Building homes from the good earth

AS a small child I watched from our covered wagon while our sod house was being built. It was the summer of 1909 that my uncle, Wesley Williams, and other pioneers from North Dakota drove their prairie schooners onto their homesteads 110 miles southeast of Stettler, Alberta, and began building homes from the good earth.

Sod plowed near the edge of a slough was tough. Furrows 16 inches wide and four inches deep were marked off in lengths of 32 inches and chopped apart with an ax. These, laid like brick, produced a wall 32 inches thick.

Before laying sod for the walls of the house (inside measurements 16 by 44 feet), a cellar was dug, accessible by ladder through a trapdoor in the floor, to provide storage and prevent freezing of provisions.

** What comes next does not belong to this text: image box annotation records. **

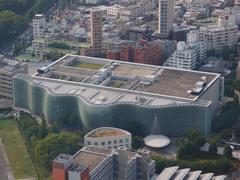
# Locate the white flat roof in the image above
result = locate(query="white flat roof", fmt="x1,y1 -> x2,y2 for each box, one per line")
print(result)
144,134 -> 170,148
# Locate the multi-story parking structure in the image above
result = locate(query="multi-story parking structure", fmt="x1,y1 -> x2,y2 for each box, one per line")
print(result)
52,146 -> 155,180
14,55 -> 224,136
84,127 -> 132,150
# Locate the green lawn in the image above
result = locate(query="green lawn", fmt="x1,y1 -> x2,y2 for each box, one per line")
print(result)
70,62 -> 104,70
16,55 -> 41,62
0,119 -> 37,179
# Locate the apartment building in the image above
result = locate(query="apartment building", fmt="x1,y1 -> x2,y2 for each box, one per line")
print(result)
0,56 -> 28,100
164,41 -> 197,70
52,146 -> 155,180
191,16 -> 238,52
84,127 -> 132,150
32,14 -> 46,39
90,7 -> 103,56
157,0 -> 174,38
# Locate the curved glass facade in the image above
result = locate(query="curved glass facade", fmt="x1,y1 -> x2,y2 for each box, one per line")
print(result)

When it came time to roof the structure, I begged to go along on a trip to the nearby coulee from which our water was hauled and where an abundance of small poplar trees grew. A full load of poplars was brought back and I watched, fascinated, as their green tops dragged the prairie grass all the way home.

These trees were used for rafters, on top of which tar paper was placed and then slabs of sod. After the windows, doors, and flooring we had brought with us were installed, any holes were chocked with mud. Mud was troweled over the interior walls and whitewashed. Only curtains strung on wires divided the rooms. Later, when materials were available, skeleton partitions were erected and covered with cheesecloth and wallpaper, as also were the walls.

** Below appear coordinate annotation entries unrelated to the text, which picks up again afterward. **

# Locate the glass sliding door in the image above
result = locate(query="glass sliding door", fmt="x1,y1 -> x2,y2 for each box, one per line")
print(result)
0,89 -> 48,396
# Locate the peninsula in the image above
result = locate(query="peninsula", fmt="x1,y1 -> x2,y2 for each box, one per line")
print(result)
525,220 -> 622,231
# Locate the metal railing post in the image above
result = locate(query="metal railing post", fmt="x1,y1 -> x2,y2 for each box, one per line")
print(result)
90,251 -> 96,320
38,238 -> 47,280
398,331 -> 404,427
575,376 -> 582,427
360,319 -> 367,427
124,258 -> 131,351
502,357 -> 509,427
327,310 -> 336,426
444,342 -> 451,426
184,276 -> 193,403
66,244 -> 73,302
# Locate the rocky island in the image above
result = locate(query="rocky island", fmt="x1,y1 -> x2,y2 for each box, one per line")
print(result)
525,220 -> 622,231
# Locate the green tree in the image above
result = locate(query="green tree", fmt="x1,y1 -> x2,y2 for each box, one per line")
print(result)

Our parlor had allover rag carpeting made of three-foot strips sewn together. Besides weekly sweeping, this needed a cleaning every few years. When I grew old enough to help, I learned what a task it was. Tacks were pulled, carpet hung on the clotheslines and beaten to remove most of the dust, then strips ripped apart and washed. These had to be resewn by hand before relaying.

Our ornate heater sat in the middle of this room and lace curtains hung at the windows. After the windy summer had passed, evenings were spent around the stove, reading by the pretty china coal-oil parlor lamp with its big round wick. In this room, devotions were held each morning before my elders took up their work for the day and I started my two-mile walk to the country schoolhouse, built a year after we arrived.

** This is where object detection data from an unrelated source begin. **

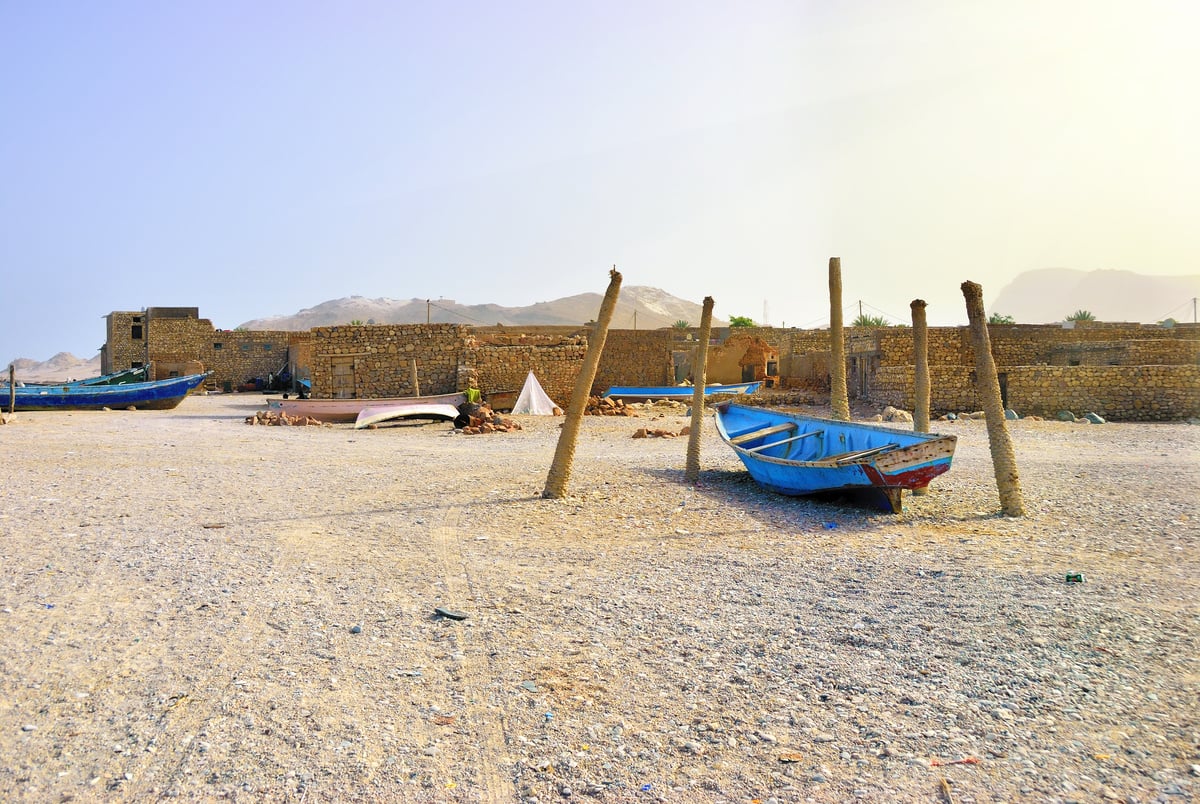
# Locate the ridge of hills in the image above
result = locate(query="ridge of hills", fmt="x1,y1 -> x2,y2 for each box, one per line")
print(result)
11,268 -> 1200,383
239,286 -> 727,331
986,268 -> 1200,324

The short summers brought meadowlarks and other birds, wildflowers and berry picking. However, summer also generated enemies - mosquitoes and flies. Our screen door was but meager protection against these formidable pests.

Winters were beautiful, but difficult. Sod is a fine insulator; when the thermometer registered 40 to 60 degrees below zero, however, and the fire burned out in the kitchen stove at night, the water pail contained solid ice by morning.

On these nights flatirons were heated and wrapped in flannelette to make our beds cozy.

One thing about winter I thoroughly hated was my long underwear. My aunt ordered it from the catalog, always a size too large so I wouldn't outgrow it before it had served its time.

I would become furious trying to turn back the too-long legs and wrap them around my ankles. These folds could leave no large lumps after I pulled up my long black stockings, or they would interfere with the proper lacing of my high-top shoes. The whole garment was too large until I grew into it, which seldom happened before the suits were worn out, and the following fall I would start all over again with a larger size. The result was that I never really caught up with my underwear.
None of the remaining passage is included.